# What is meant by a "technical descent"?



## mikefm101 (Feb 18, 2009)

I keep hearing this on VS cycling coverage and I am not sure what that implies. Presumably a descent with lots of sharp turns, but I thought I'd ask here. 

Thanks....Mike


----------



## Hank Stamper (Sep 9, 2009)

Pretty much. Not necessarily shap turns though. If the road is narrow the turns don't have to be sharp at all to make it technical.


----------



## mohair_chair (Oct 3, 2002)

Generally, it's one where you have to work your body to get down it, rather than relaxing and coasting.


----------



## Wookiebiker (Sep 5, 2005)

It can mean different things...A technical descent can have one or more of the following:


Lots of tight turns and accelerations
High Speeds
Bad roads
Off camber turns
Narrow roads (strings out the peloton)
Road obstructions (center columns, roundabouts, etc.)
Steep drop offs or cliffs (no where to go if you do mess up)
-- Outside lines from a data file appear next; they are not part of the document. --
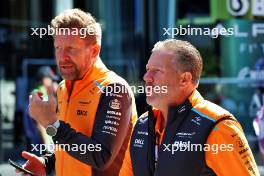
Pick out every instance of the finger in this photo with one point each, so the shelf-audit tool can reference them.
(35, 97)
(28, 156)
(18, 171)
(30, 99)
(50, 92)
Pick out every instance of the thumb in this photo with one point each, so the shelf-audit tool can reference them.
(28, 156)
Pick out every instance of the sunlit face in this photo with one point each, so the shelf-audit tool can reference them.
(73, 56)
(161, 72)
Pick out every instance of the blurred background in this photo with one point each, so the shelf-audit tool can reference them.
(233, 74)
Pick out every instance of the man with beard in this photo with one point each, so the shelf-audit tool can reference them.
(183, 134)
(90, 126)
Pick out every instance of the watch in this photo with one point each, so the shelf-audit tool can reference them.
(52, 129)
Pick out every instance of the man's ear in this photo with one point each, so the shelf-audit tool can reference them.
(186, 79)
(95, 50)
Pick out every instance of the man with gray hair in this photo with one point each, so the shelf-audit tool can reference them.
(183, 134)
(90, 129)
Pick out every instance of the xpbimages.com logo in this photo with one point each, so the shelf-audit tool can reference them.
(82, 32)
(116, 89)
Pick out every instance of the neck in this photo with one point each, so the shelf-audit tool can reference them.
(164, 118)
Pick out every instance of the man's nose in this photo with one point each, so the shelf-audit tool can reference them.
(64, 55)
(148, 77)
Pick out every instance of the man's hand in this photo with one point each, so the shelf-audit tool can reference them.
(44, 112)
(34, 164)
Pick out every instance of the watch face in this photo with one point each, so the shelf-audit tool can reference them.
(51, 130)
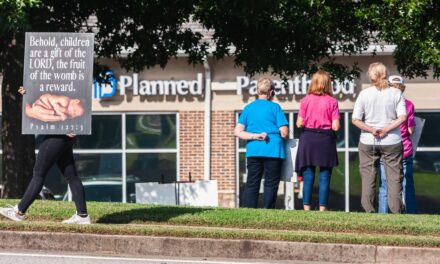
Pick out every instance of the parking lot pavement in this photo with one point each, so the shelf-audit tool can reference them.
(41, 257)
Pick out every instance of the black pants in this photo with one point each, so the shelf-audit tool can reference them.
(55, 149)
(271, 167)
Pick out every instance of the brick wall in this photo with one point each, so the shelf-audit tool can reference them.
(191, 144)
(223, 155)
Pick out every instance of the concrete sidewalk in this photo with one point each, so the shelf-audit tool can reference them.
(214, 248)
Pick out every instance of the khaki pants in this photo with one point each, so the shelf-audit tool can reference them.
(392, 156)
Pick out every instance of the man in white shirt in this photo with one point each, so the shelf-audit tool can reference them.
(378, 112)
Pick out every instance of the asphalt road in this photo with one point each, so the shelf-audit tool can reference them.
(18, 257)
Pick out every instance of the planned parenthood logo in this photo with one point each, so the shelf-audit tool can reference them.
(105, 85)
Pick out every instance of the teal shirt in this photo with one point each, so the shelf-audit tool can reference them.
(264, 116)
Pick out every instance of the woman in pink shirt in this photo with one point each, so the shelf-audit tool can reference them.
(319, 117)
(406, 130)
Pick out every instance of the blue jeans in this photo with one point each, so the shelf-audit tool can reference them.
(325, 174)
(272, 175)
(409, 192)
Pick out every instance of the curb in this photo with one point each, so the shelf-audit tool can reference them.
(214, 248)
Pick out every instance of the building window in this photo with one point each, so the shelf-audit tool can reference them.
(144, 144)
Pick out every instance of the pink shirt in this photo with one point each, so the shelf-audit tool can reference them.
(406, 140)
(318, 111)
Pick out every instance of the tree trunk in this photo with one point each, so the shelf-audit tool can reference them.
(18, 150)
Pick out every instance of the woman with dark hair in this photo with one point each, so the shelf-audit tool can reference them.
(319, 117)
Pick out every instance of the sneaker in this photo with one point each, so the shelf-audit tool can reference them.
(76, 219)
(11, 212)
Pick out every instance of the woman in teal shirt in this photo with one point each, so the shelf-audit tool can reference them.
(264, 126)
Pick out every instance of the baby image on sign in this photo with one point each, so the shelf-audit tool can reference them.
(58, 73)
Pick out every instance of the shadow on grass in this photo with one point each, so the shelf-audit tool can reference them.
(151, 214)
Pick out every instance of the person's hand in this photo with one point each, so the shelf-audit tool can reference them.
(382, 133)
(260, 136)
(21, 90)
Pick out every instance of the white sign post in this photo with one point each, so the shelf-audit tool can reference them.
(288, 174)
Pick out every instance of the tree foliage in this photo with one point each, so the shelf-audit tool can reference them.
(414, 27)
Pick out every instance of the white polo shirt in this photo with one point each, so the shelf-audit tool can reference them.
(378, 108)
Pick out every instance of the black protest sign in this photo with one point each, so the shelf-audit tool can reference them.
(58, 73)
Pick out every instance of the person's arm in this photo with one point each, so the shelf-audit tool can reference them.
(396, 123)
(401, 117)
(21, 90)
(361, 125)
(358, 113)
(336, 125)
(410, 117)
(242, 134)
(284, 132)
(299, 122)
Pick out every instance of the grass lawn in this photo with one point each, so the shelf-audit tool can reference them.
(327, 227)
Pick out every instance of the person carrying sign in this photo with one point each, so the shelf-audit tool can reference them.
(55, 149)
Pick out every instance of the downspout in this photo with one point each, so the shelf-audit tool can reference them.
(207, 121)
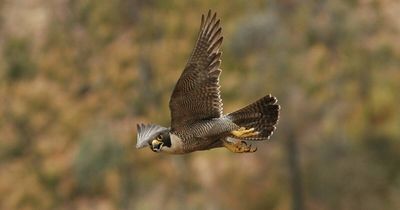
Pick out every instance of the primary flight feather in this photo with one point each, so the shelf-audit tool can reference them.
(197, 120)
So it's not just a twisty road that can create a technical descent...lots of things come into play.


----------



## JCavilia (Sep 12, 2005)

They pretty well summed it up. You could look at it the other way. A descent that's NOT "technical" would have wide roads with good pavement, few obstacles or dangers on the roadside, relatively few turns, and what turns there are would be fairly wide and properly banked. As mohair said, you could mostly tuck and coast, and pedal hard when it gets flatter, without having to pay much attention to maneuvering the bike.


----------



## waldo425 (Sep 22, 2008)

Wookiebiker said:


> It can mean different things...A technical descent can have one or more of the following:
> 
> 
> Lots of tight turns and accelerations
> ...


This. Also, steep grades.


----------



## kbwh (May 28, 2010)

*Example*






The Poggio will be descented at race speed this coming Saturday.


----------



## Rhymenocerus (Jul 17, 2010)

Any decent where there is a chance of death from going over a cliff is a technical descent to me.


----------



## kmunny19 (Aug 13, 2008)

kbwh said:


> The Poggio will be descented at race speed this coming Saturday.


I suppose you could call that technical! Its like Lombard Street in San Francisco, only narrow, curvy , and steep.


----------